Financing the deal and LBOs:

Leverage Buyouts or LBO is the process of acquiring a target company by a firm by borrowing money significantly from Financial organizations rather than using their own capital. This is made possible by submitting the assets of the target company as collateral to these financial institutions for the loans taken. In LBOs the range of Debt:Equity can go as high as 9:1.

LBO approach of acquiring is generally followed by Private Equity firms.
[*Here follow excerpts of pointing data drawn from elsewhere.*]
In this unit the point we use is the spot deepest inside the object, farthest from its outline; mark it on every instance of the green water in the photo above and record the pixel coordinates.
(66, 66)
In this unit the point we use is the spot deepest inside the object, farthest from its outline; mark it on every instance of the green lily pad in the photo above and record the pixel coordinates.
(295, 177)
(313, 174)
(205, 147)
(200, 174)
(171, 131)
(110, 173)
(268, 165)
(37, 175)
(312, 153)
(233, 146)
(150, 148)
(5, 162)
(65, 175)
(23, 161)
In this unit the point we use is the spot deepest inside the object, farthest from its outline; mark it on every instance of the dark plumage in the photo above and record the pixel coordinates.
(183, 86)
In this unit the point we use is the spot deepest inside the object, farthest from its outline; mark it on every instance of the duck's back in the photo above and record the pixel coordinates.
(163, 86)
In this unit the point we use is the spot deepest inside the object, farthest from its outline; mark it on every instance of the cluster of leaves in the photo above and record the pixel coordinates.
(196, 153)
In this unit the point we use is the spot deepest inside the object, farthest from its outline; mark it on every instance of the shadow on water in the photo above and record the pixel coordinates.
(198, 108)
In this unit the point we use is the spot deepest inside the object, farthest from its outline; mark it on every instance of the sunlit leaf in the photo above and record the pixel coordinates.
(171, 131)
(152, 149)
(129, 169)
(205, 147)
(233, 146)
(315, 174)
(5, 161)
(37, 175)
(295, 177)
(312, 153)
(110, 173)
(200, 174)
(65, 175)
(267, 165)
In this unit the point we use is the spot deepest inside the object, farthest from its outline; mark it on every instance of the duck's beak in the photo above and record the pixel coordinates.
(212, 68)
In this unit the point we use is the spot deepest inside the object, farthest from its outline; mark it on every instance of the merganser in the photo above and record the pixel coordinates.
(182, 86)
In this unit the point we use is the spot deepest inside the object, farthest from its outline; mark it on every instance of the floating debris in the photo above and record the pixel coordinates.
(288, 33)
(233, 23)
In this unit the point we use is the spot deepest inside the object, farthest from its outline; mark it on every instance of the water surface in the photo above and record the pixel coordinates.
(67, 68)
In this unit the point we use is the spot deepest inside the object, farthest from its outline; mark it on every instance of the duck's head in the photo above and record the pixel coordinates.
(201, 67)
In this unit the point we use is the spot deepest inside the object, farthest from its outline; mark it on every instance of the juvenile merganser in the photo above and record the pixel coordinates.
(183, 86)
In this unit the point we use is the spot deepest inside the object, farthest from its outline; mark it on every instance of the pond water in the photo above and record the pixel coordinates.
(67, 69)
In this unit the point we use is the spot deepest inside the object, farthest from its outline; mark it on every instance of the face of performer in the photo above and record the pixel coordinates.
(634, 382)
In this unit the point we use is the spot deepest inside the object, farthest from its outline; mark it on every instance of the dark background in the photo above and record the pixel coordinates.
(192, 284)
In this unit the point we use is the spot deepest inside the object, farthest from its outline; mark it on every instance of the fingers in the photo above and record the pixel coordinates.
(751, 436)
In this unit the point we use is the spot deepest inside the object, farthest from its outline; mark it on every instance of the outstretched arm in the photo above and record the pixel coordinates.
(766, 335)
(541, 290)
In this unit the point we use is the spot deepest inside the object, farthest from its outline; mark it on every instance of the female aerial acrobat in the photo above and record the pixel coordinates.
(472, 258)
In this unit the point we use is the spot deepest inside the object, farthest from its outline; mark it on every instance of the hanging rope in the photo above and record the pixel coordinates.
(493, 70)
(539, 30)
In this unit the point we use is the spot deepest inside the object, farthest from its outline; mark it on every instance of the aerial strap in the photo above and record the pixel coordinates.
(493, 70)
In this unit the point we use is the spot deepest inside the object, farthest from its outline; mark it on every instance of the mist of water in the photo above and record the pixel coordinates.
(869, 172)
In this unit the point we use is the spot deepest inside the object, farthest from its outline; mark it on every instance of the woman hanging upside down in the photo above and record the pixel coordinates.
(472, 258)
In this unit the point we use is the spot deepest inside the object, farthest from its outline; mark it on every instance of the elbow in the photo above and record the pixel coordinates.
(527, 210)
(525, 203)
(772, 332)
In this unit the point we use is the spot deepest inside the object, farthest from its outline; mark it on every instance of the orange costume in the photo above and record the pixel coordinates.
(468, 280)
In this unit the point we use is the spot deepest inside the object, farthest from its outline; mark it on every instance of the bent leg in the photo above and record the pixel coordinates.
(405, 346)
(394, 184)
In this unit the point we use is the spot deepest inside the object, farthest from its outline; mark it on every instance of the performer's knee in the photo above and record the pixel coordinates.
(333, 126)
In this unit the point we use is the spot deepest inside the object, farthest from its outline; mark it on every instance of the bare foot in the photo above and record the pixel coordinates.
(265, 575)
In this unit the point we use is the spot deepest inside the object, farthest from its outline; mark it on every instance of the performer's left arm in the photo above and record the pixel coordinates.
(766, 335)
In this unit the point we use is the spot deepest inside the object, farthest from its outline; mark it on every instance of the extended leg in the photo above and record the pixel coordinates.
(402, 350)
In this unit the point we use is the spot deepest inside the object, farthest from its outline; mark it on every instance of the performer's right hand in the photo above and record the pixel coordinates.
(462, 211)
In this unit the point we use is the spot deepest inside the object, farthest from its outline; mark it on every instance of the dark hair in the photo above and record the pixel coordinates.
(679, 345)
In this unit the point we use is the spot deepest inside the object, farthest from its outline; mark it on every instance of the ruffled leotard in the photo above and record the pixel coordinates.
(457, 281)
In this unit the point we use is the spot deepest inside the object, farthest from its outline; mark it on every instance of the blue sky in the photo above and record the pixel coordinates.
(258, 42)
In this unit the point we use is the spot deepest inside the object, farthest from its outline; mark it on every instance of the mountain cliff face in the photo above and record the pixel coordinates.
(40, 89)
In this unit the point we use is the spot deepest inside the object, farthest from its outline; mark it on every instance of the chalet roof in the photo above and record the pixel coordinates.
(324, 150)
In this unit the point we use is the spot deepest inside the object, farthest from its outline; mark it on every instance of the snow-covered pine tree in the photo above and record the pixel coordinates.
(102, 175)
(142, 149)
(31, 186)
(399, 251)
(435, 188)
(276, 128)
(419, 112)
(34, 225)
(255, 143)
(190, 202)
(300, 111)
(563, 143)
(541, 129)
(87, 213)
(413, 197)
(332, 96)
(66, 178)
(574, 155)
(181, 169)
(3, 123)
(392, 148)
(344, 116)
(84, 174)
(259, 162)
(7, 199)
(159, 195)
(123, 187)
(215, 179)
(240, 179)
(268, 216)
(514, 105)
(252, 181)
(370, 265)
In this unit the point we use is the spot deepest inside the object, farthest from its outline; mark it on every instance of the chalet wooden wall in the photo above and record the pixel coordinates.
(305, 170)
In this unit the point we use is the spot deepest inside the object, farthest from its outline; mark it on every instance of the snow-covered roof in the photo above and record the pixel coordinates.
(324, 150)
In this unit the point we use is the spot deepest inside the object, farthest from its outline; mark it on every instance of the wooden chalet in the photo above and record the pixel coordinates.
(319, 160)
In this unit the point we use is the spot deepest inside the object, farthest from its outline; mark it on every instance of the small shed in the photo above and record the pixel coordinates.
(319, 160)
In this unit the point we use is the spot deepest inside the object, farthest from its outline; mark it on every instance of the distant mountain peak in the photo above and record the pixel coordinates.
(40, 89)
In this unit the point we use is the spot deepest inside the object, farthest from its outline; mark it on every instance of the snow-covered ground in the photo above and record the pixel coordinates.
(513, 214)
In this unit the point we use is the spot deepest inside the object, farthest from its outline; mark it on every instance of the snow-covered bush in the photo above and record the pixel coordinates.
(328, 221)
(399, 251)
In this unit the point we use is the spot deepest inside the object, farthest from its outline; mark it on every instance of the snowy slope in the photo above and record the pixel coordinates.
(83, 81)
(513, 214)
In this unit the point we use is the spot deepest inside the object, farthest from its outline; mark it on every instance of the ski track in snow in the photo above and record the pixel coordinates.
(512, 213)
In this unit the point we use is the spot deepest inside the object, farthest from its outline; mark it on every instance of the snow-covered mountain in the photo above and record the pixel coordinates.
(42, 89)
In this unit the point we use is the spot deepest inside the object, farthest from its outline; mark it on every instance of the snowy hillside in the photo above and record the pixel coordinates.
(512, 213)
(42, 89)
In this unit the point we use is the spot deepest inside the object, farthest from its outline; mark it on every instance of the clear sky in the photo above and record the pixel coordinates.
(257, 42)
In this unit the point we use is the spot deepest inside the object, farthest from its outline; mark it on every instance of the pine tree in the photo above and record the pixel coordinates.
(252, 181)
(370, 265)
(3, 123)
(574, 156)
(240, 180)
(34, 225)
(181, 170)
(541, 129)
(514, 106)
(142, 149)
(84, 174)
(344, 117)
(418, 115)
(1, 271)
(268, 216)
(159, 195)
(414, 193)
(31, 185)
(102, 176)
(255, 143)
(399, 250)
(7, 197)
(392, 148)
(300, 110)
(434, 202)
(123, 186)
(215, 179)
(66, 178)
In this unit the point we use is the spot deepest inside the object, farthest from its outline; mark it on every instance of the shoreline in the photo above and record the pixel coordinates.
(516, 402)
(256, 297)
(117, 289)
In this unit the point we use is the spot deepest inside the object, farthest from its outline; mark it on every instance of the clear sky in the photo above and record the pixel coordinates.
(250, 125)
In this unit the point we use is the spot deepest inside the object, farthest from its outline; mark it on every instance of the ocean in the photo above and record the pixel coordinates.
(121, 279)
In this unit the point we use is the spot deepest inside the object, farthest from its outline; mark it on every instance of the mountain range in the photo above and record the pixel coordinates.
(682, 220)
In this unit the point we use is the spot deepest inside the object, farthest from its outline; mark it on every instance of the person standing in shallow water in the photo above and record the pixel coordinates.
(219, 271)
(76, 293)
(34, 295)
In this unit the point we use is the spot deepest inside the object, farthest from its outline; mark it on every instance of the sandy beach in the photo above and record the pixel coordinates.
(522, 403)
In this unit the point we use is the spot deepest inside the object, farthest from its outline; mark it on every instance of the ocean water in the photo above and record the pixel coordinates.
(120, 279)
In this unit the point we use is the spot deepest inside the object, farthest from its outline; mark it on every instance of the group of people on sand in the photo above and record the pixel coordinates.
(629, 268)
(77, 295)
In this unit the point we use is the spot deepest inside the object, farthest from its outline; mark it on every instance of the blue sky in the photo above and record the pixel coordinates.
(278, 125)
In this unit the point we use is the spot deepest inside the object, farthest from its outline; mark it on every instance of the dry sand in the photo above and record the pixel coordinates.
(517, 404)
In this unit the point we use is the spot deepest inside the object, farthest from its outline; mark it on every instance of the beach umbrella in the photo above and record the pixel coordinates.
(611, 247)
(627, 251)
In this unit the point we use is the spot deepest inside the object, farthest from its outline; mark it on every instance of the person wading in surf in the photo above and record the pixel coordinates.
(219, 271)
Now some of the established companies are also following this approach to acquire distressed companies.

Uses and Benefits:

  • Large acquisitions made possible without investing major chunk of capital/equity
  • Can be used to convert Public company to Private

No Debt

LBO

Investment/Equity (millions)

10

1

Debt (millions)

0

9

Total Assets(millions)

10

10

EBIT (millions)

1.5

1.5

Interest rate

0%

10%

Pretax income (milions)

1.5

0.6

Tax rate

33.33%

33.33%

Net Income (millions)

1.00

0.40

ROE (Net Income/Equity)

10.00%

40.00%

From the table it can be seen that ROE has increased significantly for the acquirer if the company goes for LBOs. Hence using only a small portion of the equity we can get higher returns by following the LBO method.

Disadvantages:

  • Historically some of the LBOs has led to Bankruptcy
  • The Bonds if issued for Buyouts are not Investment grade and are classified as Junk Bonds due to high risk.
  • If cash flows didn't match the interest obligation to Banks can result in Bankruptcy of the company.
  • Can be used for Predatory tactics and the target company not always favour the same

Some of the examples of LBO are given below:

  • Georgia-Pacific LLC acquisition by Koch Industries
  • PetSmart Inc acquisition by BC Partners in 2014
  • Acquisition of Freescale Semiconductor, Inc by a group of Investors which included the famous Blackstone group.